Background: The Macdonald criteria and the Response Assessment in Neuro-Oncology (RANO) criteria define radiologic parameters to classify therapeutic outcome among patients with malignant glioma and specify that clinical status must be incorporated and prioritized for overall assessment. But neither provides specific parameters to do so. We hypothesized that a standardized metric to measure neurologic function will permit more effective overall response assessment in neuro-oncology. Methods: An international group of physicians including neurologists, medical oncologists, radiation oncologists, and neurosurgeons with expertise in neuro-oncology drafted the Neurologic Assessment in Neuro-Oncology (NANO) scale as an objective and quantifiable metric of neurologic function evaluable during a routine office examination. The scale was subsequently tested in a multicenter study to determine its overall reliability, inter-observer variability, and feasibility. Results: The NANO scale is a quantifiable evaluation of 9 relevant neurologic domains based on direct observation and testing conducted during routine office visits.
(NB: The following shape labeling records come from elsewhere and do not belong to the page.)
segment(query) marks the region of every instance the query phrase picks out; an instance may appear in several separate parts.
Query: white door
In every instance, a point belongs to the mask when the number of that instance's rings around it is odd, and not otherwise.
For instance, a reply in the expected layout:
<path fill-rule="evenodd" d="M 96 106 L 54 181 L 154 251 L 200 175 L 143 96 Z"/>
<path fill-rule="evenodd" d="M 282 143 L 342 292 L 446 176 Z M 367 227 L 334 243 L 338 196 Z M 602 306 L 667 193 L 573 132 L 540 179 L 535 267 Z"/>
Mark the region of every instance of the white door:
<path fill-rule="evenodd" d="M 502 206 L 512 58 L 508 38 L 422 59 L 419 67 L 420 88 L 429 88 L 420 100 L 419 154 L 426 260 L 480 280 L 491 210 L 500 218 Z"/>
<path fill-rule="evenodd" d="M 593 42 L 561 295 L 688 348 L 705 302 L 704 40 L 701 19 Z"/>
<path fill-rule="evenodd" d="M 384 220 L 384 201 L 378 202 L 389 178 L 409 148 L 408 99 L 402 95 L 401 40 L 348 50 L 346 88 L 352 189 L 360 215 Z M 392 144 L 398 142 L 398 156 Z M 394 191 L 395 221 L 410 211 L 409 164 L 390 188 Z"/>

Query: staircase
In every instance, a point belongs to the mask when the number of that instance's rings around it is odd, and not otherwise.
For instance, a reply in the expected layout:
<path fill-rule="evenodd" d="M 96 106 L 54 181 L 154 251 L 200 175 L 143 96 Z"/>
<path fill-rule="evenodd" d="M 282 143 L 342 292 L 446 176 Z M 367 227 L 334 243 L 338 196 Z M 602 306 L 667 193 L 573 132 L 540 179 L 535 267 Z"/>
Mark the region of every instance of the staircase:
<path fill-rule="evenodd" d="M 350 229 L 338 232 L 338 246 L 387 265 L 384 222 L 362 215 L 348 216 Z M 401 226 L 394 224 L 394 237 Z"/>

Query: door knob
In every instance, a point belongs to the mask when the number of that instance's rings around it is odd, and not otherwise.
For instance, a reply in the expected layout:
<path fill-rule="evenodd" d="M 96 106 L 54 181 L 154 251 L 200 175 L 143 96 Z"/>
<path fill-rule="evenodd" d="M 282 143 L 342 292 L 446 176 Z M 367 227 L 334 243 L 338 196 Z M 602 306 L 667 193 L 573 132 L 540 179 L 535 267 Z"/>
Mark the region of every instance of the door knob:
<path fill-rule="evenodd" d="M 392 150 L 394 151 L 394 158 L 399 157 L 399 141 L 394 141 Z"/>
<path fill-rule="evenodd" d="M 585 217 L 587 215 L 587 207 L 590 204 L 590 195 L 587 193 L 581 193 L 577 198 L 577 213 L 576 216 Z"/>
The score defines overall response criteria. A prospective, multinational study noted a >90% inter-observer agreement rate with kappa statistic ranging from 0.35 to 0.83 (fair to almost perfect agreement), and a median assessment time of 4 minutes (interquartile range, 3-5). Conclusion: The NANO scale provides an objective clinician-reported outcome of neurologic function with high inter-observer agreement. It is designed to combine with radiographic assessment to provide an overall assessment of outcome for neuro-oncology patients in clinical trials and in daily practice. Furthermore, it complements existing patient-reported outcomes and cognition testing to combine for a global clinical outcome assessment of well-being among brain tumorpatients.